• Aucun résultat trouvé

Dans les études observationnelles, une association entre un point d’aboutissement et un phénotype (un facteur de risque ou une exposition d'intérêt) peut ne pas être causale. Cela peut être dû à des facteurs confondants qui influencent à la fois le phénotype et le point d’aboutissement d'un individu, ou à une causalité inverse lorsque le point d’aboutissement influence le phénotype (369). Bien qu’il soit possible de mesurer des facteurs confondants connus, il n’est jamais certain que tous les facteurs confondants aient été identifiés. L’interprétation des résultats d’associations issus d’études observationnelle ne peut donc pas amener à considérer ces effets comme causaux (370). D’où l’intérêt de la randomisation, qui est la clé pour contrôler les facteurs confondants. Dans la randomisation, l'affectation aléatoire des sujets de l'étude à l’exposition permet de rompre tout lien entre l'exposition et les facteurs de confusion. Cela réduit le potentiel de confusion en générant des groupes qui sont comparables en ce qui concerne les facteurs confondants connus et inconnus.

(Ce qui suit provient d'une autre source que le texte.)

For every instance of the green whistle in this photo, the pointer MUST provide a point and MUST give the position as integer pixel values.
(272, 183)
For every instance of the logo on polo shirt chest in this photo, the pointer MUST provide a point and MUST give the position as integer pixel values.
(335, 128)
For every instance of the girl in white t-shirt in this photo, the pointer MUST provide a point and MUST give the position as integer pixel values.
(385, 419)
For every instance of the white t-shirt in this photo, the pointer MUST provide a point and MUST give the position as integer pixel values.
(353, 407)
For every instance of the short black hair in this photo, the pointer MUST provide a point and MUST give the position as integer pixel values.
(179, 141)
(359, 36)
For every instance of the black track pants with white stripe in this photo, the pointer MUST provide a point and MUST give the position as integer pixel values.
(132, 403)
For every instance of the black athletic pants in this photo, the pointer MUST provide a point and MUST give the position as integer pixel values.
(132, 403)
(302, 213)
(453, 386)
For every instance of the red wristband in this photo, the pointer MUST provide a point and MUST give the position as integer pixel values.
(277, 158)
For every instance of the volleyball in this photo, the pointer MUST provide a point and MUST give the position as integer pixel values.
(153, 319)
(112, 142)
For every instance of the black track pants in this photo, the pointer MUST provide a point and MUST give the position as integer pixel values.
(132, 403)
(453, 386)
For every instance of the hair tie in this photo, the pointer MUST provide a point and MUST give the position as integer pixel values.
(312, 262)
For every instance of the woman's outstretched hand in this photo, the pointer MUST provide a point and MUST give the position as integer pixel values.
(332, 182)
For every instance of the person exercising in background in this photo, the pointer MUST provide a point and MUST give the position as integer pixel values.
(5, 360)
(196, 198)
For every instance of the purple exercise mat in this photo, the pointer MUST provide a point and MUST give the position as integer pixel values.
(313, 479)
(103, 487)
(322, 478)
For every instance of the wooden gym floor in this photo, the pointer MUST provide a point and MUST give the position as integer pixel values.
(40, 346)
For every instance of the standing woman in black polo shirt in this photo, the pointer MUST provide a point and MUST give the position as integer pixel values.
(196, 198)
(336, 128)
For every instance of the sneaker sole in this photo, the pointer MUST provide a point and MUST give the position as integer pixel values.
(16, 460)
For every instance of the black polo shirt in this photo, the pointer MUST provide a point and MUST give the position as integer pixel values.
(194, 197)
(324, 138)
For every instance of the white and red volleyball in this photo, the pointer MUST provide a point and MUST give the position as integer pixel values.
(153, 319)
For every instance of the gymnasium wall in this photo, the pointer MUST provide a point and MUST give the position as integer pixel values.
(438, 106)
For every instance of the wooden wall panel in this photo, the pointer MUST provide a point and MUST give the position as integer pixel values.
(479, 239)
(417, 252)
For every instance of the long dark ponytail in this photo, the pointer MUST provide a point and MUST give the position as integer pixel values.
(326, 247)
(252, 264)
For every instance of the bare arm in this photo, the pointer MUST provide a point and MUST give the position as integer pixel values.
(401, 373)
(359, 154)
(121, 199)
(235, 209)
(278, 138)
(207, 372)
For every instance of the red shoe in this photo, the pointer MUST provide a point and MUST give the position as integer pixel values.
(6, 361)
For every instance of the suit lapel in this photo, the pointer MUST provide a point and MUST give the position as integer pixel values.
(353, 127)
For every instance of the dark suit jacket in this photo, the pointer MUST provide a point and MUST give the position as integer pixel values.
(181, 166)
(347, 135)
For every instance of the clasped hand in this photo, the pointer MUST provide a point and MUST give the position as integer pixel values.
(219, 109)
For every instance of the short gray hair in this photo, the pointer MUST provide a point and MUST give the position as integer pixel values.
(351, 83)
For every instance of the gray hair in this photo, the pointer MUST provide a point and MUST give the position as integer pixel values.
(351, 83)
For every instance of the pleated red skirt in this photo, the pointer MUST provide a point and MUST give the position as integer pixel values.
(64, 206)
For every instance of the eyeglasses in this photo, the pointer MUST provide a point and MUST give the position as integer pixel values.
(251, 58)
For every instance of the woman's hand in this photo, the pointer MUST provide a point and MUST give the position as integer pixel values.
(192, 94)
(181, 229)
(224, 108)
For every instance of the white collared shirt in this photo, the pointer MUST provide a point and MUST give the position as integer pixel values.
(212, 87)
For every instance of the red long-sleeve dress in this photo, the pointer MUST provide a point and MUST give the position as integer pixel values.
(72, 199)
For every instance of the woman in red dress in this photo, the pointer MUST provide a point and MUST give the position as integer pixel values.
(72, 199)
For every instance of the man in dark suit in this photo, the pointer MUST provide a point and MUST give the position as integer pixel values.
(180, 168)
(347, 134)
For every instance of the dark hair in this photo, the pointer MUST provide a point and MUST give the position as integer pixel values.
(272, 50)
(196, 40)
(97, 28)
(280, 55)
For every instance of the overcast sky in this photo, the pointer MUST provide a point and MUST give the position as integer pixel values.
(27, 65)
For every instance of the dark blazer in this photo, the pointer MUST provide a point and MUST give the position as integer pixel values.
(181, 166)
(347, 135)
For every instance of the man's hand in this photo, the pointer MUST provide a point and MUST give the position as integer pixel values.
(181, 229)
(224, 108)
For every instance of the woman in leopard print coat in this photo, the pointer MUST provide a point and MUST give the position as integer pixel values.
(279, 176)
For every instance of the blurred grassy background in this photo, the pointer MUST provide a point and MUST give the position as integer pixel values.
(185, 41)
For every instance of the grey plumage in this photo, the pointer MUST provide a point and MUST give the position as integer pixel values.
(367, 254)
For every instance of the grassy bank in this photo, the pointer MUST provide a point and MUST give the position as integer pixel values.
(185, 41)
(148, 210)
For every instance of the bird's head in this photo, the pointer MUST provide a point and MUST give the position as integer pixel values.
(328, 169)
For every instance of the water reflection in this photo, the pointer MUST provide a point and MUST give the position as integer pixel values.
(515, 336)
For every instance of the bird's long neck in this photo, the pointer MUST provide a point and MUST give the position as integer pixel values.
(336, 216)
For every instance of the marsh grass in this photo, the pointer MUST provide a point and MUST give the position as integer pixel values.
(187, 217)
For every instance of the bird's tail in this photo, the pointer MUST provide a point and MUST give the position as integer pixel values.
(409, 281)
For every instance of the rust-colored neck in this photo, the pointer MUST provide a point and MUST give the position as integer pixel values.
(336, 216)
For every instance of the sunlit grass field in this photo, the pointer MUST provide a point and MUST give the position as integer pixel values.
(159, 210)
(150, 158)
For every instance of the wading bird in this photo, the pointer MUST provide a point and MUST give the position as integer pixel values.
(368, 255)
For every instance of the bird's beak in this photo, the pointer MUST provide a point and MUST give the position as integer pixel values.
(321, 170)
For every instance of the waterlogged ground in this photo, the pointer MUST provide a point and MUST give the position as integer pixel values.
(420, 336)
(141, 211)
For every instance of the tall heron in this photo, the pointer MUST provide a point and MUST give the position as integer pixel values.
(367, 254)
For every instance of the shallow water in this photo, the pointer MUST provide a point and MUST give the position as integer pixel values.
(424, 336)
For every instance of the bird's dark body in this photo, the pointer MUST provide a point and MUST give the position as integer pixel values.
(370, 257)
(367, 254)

8.1. Principe de la randomisation mendélienne

La randomisation mendélienne utilise un ou plusieurs variants génétiques qui sont associées à un phénotype pour estimer un effet causal (point 1 de la figure 7). Les variants génétiques ne doivent être associées à aucun facteur confondant et pas directement associées au point d’aboutissement (points 2 et 3 de la figure 7) (370, 371). Ces hypothèses définissent les variants génétiques comme des variables instrumentales (372, 373). À partir de ces hypothèses, et comme les variants génétiques sont aléatoirement distribués lors de la méiose, la variation du phénotype expliquée par la variable instrumentale est indépendante de tout facteur confondant ou biais de causalité inverse (374). De plus, la randomisation mendélienne permet d’inférer la causalité d’un phénotype d’intérêt sur un point d’aboutissement donné et d’estimer l’ampleur de l’effet du phénotype sur le point d’aboutissement (371).

42

Figure 7. Hypothèses définissant une variable instrumentale. Adapté de Walker et al.(375).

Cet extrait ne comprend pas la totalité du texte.